How to add to classpath of running PySpark session

290 Views Asked by At

I have a PySpark notebook running in AWS EMR. In my specific case, I want to use pyspark2pmml to create pmml for a model I just trained. However, I get the following error (when running pyspark2pmml.PMMLBuilder but I don't think that matters).

JPMML-SparkML not found on classpath
Traceback (most recent call last):
  File "/tmp/1623111492721-0/lib/python3.7/site-packages/pyspark2pmml/__init__.py", line 14, in __init__
    raise RuntimeError("JPMML-SparkML not found on classpath")
RuntimeError: JPMML-SparkML not found on classpath

I know that this is caused by my Spark session not have reference to the needed class. What I don't know is how to start a Spark session with that class available. I found one other answer using %%conf -f, but that changed other settings which in turn kept me from using sc.install_pypi_package, which I also needed.

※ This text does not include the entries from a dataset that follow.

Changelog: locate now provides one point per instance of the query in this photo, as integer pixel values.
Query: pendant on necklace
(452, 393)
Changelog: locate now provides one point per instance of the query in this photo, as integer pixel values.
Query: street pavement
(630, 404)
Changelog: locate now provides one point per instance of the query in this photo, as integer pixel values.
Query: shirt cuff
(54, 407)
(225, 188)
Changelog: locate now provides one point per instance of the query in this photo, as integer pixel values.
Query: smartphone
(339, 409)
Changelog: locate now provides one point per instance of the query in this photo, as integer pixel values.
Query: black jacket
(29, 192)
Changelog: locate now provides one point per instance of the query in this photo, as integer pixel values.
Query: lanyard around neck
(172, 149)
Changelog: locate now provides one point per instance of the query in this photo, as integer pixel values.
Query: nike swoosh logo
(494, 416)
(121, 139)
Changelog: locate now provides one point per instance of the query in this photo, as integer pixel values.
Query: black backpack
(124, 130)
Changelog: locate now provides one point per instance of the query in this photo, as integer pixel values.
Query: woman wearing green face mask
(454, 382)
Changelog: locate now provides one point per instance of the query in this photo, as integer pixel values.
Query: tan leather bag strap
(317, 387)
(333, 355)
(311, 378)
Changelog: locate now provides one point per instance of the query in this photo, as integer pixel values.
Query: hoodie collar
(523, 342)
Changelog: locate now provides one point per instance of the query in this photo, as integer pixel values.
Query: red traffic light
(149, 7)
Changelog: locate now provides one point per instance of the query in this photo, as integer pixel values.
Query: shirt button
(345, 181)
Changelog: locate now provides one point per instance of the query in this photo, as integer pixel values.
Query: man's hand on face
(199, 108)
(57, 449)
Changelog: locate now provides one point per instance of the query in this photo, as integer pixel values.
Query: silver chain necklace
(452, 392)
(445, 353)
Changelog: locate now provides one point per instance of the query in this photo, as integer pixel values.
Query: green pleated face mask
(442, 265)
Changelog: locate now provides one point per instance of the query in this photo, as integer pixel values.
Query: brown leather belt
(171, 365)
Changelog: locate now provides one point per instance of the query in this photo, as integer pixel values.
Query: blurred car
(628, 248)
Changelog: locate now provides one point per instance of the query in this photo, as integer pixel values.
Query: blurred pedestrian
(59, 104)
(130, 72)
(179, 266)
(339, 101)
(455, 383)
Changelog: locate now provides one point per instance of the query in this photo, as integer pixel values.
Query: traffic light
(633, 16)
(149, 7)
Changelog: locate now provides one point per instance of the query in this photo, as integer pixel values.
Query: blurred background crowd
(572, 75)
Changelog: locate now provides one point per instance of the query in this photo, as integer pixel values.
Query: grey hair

Is there a way that I could have started the Spark session with that JPMML class available, but without changing any other settings?

1

There are 1 best solutions below

0
On

So, here's an answer, but not the one I want.

To add that class to the classpath I can start my work with this:

%%configure -f
{
    "jars": [
        "{some_path_to_s3}/jpmml-sparkml-executable-1.5.13.jar"
    ]
}

That creates the issue I referenced above, where I don't have the ability to sc.install_pypi_package. However, I can add that package in a more manual way. First step was to create a zip file of just the needed modules using the zip from the project's github (in this case, just the pyspark2pmml directory, instead of the whole zip). Then that module can be added using sc.addPyFile

sc.addPyFile('{some_path_to_s3}/pyspark2pmml.zip')

After this, I can run the original commands exactly as I expected.